Une étude de l’Office fédéral de la statistique publiée cet été a même montré que le nombre d’hommes actifs à temps partiel baissait avec l’arrivée d’un enfant.

Les inégalités hommes-femmes sont telles qu’aux yeux de The Economist, le marché du travail helvétique est l’un des plus discriminatoires d’Europe. Le «glass-ceiling index» publié en début d’année par le magazine britannique place ainsi la Suisse au 26e rang sur 29 pays dans le classement des pays les plus favorables pour l’activité professionnelle des femmes.

Sur les dix critères pris en compte par le magazine britannique, la Suisse est particulièrement mal notée en ce qui concerne le coût des structures d’accueil et la durée du congé octroyé à chaque parent après la naissance d’un enfant.

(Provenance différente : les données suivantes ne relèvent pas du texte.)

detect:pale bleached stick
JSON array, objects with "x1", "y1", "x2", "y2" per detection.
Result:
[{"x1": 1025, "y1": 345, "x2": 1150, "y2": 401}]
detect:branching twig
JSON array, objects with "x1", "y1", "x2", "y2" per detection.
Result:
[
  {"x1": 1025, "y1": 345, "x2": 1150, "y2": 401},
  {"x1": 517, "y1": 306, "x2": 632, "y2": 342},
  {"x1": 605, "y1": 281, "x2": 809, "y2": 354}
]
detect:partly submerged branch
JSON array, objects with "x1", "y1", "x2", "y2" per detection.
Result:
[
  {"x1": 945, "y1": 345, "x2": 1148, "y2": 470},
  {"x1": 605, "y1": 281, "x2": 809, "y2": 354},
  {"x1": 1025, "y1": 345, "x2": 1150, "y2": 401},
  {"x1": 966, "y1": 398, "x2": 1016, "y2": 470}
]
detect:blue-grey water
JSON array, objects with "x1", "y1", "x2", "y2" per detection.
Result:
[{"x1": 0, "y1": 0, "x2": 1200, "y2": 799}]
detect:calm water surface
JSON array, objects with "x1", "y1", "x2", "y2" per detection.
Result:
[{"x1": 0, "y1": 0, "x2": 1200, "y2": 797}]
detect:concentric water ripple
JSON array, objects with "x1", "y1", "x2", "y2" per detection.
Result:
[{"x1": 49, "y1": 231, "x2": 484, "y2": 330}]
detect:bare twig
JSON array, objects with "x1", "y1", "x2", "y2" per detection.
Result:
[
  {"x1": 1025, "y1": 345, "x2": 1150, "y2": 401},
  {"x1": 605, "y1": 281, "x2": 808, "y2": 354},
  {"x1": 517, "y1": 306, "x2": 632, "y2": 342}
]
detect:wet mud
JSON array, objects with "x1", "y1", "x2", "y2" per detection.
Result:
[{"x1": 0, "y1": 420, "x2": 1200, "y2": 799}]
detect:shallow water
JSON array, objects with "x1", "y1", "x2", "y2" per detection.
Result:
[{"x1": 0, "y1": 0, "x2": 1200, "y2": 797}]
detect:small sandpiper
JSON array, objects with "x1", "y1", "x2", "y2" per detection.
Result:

La faible proportion de femmes dans les conseils d’administration des entreprises ainsi que l’écart élevé entre hommes et femmes dans l’accès aux études supérieures plombe également le classement de la Confédération.

Autres formes d’organisation prônées

Il est aujourd’hui indispensable de promouvoir les nouvelles formes de travail innovantes au sein des entreprises, telles que le job ou le topsharing, et pas seulement d’encourager les femmes à travailler davantage, estime Irenka Krone-Germann, qui a consacré sa thèse de doctorat au travail à temps partiel en Suisse. «Les entreprises devraient offrir à leurs employés, femmes et hommes compris, la possibilité de faire carrière tout en travaillant à temps partiel. Le partage de poste représente ainsi un excellent moyen de garder des talents sur le marché du travail», souligne-t-elle.